When it comes to food and dining, the three areas of agreement among baby boomers (those born between 1946 and 1964) and Gen Zers (those born between 1997 and 2012) are:
The Importance of Shared Food Experiences
Approximately 85 percent of baby boomers and 86 percent of Gen Z study participants said they prefer sharing meals with other people rather than dining alone. When a restaurant visit includes a sit-down dinner rather than a fast fuel stop, 83 percent of baby boomers and 86 percent of Gen Z consumers reported that they prefer to share a dining experience with others.
Members of both cohorts enjoy food market venues that facilitate sharing food with a group of diverse tastes and preferences.

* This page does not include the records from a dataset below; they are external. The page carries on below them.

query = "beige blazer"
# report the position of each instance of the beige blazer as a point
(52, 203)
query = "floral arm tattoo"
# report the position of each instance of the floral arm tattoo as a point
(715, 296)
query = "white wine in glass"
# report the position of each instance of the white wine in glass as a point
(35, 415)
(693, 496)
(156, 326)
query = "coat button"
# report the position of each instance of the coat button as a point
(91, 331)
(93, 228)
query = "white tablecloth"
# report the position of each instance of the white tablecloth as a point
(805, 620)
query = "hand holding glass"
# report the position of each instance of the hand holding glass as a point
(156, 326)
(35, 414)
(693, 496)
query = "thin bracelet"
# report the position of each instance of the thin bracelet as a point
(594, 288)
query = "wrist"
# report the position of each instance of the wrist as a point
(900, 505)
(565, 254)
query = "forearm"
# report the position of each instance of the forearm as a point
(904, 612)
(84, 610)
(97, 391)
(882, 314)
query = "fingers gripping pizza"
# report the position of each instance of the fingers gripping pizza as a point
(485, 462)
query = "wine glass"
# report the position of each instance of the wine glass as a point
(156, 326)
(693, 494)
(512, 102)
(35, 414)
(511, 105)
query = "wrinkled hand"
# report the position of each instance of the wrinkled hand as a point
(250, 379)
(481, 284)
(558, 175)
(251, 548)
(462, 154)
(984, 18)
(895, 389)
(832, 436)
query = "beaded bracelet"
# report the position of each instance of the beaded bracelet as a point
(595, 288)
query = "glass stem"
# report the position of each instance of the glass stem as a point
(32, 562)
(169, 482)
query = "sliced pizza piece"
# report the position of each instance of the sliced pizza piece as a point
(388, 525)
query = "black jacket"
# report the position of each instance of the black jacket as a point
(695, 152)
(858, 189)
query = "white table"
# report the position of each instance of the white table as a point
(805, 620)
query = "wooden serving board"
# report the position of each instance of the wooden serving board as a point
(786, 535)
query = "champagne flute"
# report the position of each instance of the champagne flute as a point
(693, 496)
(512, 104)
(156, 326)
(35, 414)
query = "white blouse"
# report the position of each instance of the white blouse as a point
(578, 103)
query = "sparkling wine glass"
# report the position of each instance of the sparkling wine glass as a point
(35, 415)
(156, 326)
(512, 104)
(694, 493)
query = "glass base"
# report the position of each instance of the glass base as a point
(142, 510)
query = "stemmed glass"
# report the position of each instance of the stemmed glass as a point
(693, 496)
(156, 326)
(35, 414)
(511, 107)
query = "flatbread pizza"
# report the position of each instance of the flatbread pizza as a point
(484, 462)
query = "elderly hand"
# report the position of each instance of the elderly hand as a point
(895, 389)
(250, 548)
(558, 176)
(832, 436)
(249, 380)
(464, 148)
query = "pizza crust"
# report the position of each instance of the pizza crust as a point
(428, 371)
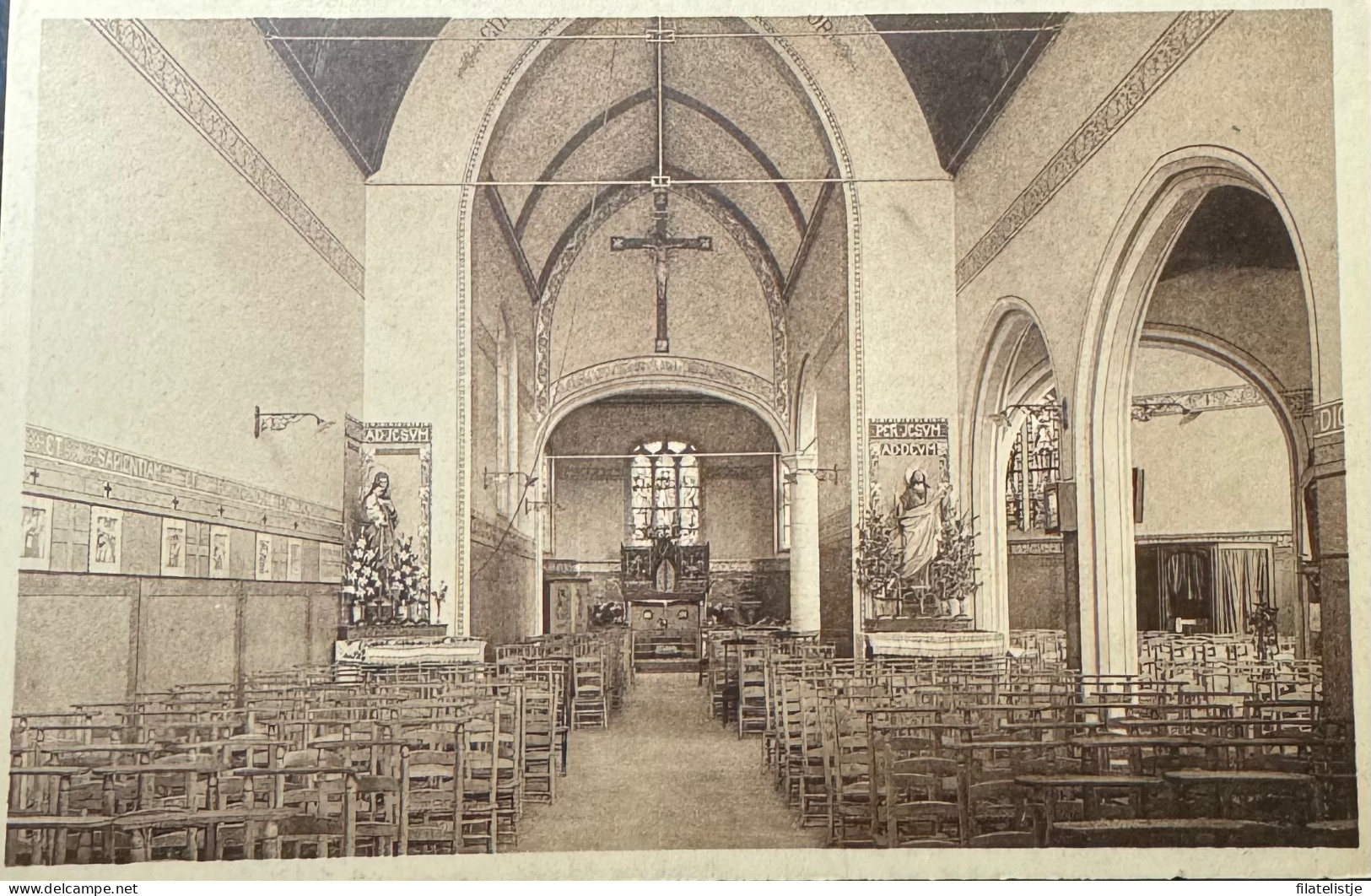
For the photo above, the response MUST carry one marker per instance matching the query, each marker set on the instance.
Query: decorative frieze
(151, 59)
(1196, 400)
(1175, 44)
(1276, 538)
(74, 469)
(656, 366)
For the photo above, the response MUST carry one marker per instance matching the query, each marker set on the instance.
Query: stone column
(1326, 506)
(804, 542)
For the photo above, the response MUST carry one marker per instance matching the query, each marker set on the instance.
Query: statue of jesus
(919, 515)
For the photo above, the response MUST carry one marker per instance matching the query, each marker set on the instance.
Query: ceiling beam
(502, 217)
(807, 241)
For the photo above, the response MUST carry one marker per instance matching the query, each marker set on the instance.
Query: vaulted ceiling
(963, 69)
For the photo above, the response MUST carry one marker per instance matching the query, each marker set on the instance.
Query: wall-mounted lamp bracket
(278, 421)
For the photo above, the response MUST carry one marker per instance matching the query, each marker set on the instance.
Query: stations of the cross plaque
(660, 243)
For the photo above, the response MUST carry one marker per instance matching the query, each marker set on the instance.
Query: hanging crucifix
(657, 240)
(658, 243)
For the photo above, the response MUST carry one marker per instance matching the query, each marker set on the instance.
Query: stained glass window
(664, 483)
(1034, 462)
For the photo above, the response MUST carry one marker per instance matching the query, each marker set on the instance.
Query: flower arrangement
(375, 593)
(953, 570)
(364, 588)
(877, 557)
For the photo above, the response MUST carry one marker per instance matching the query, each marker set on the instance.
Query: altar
(665, 586)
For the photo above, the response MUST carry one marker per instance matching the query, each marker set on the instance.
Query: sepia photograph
(842, 435)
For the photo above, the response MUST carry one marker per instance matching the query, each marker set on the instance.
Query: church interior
(453, 436)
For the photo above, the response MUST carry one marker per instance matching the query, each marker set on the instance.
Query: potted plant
(877, 557)
(953, 570)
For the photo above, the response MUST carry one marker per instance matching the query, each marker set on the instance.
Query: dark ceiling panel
(355, 85)
(963, 69)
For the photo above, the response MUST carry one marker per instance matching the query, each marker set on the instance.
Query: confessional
(665, 586)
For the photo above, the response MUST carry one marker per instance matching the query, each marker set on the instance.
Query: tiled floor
(665, 775)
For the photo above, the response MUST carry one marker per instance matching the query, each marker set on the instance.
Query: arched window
(665, 492)
(1034, 463)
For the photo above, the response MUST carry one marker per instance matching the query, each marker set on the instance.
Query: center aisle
(664, 775)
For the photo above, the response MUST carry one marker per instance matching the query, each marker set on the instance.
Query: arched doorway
(1206, 259)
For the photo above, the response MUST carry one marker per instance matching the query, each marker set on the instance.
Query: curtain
(1244, 582)
(1184, 580)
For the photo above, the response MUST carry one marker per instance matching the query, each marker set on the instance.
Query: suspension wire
(677, 36)
(675, 181)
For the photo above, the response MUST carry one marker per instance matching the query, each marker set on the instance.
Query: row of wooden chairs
(602, 669)
(985, 753)
(295, 764)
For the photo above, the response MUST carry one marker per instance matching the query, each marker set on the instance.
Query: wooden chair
(590, 707)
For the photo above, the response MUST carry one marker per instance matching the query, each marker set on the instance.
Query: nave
(665, 775)
(559, 746)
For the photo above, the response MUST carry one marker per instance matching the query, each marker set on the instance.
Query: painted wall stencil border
(70, 467)
(159, 67)
(1167, 54)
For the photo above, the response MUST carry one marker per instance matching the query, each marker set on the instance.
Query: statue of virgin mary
(379, 521)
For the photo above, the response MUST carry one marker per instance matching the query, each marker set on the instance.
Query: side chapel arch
(989, 441)
(1115, 327)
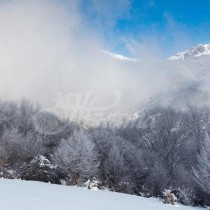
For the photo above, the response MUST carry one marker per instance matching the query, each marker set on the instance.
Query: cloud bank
(48, 48)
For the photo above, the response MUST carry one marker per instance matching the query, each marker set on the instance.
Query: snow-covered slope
(118, 56)
(197, 51)
(28, 195)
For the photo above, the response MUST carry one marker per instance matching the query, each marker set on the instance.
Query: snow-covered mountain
(197, 51)
(118, 56)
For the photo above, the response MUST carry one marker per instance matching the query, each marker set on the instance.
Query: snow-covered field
(28, 195)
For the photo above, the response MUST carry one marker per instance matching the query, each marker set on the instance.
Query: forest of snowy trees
(162, 149)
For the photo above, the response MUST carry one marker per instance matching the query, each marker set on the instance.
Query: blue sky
(172, 24)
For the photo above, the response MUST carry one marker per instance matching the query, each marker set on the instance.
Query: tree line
(161, 149)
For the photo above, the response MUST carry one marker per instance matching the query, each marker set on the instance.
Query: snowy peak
(197, 51)
(118, 56)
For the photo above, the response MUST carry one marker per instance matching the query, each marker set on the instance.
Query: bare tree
(202, 171)
(77, 156)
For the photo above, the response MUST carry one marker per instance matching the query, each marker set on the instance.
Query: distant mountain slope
(197, 51)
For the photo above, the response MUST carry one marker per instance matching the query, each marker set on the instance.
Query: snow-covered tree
(77, 156)
(202, 171)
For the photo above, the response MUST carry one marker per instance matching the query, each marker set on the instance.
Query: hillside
(25, 195)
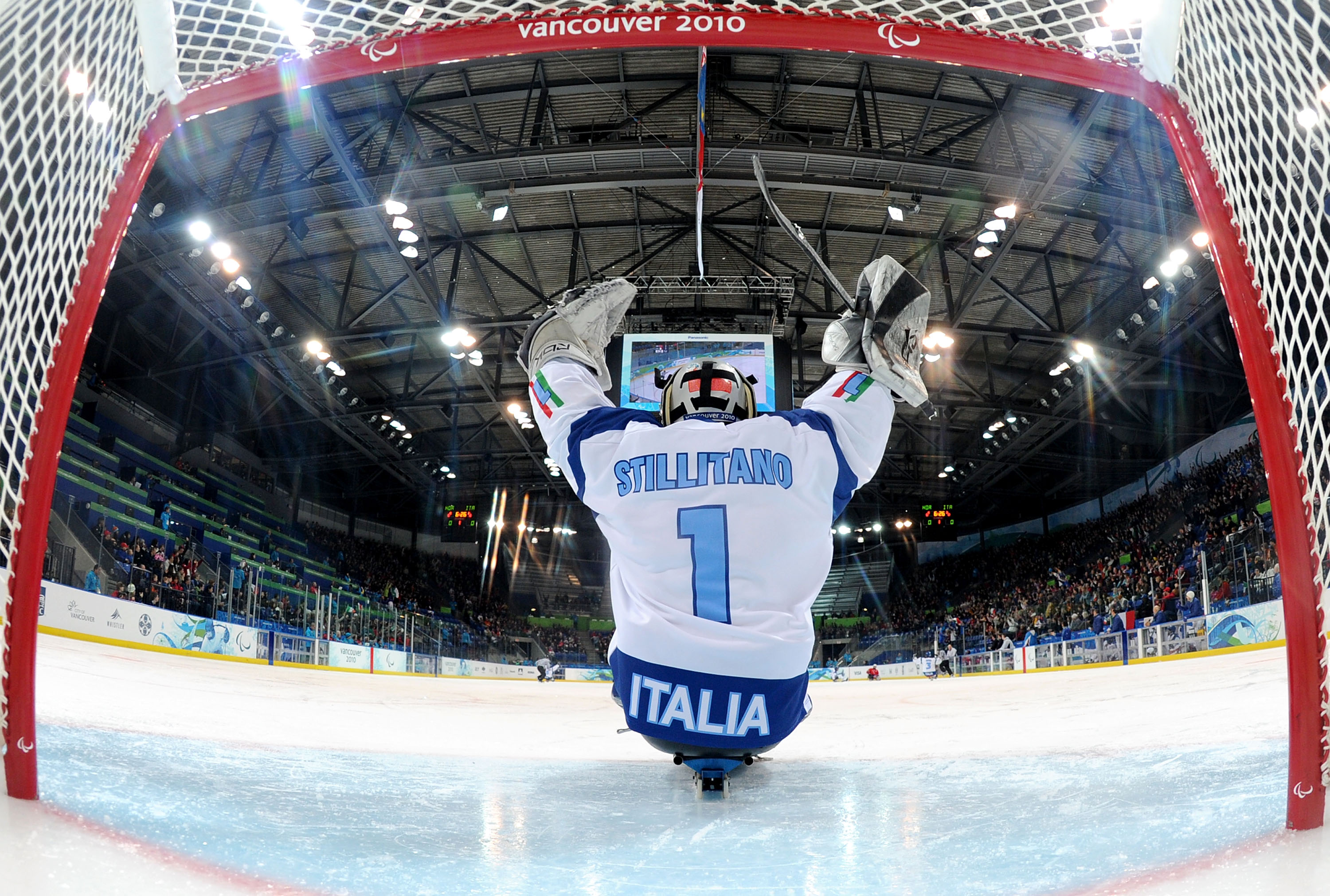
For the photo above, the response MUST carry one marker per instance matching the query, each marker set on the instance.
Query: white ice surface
(1166, 778)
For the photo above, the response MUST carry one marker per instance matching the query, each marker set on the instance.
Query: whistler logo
(76, 613)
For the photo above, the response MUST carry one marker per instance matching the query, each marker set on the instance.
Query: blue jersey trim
(704, 710)
(845, 479)
(594, 423)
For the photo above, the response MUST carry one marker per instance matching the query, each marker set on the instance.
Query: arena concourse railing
(1244, 119)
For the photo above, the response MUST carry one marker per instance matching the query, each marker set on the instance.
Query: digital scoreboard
(938, 515)
(459, 522)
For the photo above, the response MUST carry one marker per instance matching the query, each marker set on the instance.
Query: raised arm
(564, 357)
(877, 357)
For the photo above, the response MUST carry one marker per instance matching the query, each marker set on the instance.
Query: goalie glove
(842, 343)
(579, 329)
(896, 309)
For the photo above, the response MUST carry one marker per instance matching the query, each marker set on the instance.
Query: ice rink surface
(177, 774)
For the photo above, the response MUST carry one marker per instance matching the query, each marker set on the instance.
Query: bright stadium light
(458, 337)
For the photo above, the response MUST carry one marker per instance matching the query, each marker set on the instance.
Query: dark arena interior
(301, 439)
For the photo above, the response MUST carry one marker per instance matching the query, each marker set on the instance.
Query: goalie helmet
(712, 390)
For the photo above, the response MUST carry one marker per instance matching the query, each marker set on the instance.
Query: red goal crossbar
(660, 28)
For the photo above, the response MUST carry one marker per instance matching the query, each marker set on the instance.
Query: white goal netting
(1247, 70)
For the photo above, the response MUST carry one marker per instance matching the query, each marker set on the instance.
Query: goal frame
(860, 34)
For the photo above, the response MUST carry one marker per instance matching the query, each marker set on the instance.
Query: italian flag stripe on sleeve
(544, 395)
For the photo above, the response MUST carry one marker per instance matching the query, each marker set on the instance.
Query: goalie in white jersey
(720, 520)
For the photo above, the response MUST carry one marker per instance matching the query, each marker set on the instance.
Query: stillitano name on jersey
(720, 540)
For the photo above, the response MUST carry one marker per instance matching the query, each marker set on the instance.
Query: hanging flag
(701, 147)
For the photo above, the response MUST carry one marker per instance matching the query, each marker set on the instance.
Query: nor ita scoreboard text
(938, 515)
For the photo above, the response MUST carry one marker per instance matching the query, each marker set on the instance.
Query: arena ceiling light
(290, 16)
(76, 83)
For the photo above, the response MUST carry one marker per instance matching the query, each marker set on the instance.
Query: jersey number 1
(705, 527)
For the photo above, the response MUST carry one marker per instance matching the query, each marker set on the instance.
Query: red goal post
(59, 237)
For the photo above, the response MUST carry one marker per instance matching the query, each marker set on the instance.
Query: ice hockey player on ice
(929, 665)
(546, 670)
(719, 519)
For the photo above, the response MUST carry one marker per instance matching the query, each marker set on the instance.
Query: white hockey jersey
(720, 540)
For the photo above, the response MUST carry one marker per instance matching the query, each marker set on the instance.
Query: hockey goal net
(1247, 121)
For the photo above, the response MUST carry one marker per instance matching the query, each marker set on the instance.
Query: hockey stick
(797, 234)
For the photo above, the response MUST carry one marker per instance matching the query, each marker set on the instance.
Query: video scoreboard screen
(938, 515)
(459, 522)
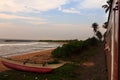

Eighty percent of baby boomers and 87 percent Gen Zers agreed that takeout from different stands at a food market makes it easy to share a meal with others when not everyone in the party wants the same type of food.
Embracing Food Traditions is Meaningful
Nostalgic foods and family traditions are important and appealing to boomers and zoomers. Not only do they appreciate old family recipes, but they also enjoy creating new traditions. A whopping 88 percent of baby boomers and 84 percent of Gen Zers said old family recipes were among their favorite meals. There was also strong interest in creating their own food traditions when cooking for friends and family, according to 76 percent of baby boomers and 82 percent of Gen Z participants.
The Appeal of Local
Members of the baby boomer (74 percent) and Gen Z (72 percent) cohorts agreed that they prefer to order menu items with locally sourced ingredients. Although the premium price of local goods is a cause for concern among many consumers, the majority of those surveyed said they value locally produced goods enough to pay a premium price. Seventy-one percent of baby boomers and 68 percent of Gen Z said they do not understand why local food items cost so much more than foods that have to be shipped from a distance. However, 70 percent of boomers and 77 percent of zoomers are willing to pay a little bit more for food that comes from local producers.
Founded in 2004, Chicago-based Y-Pulse is a division of Olson Communications Inc.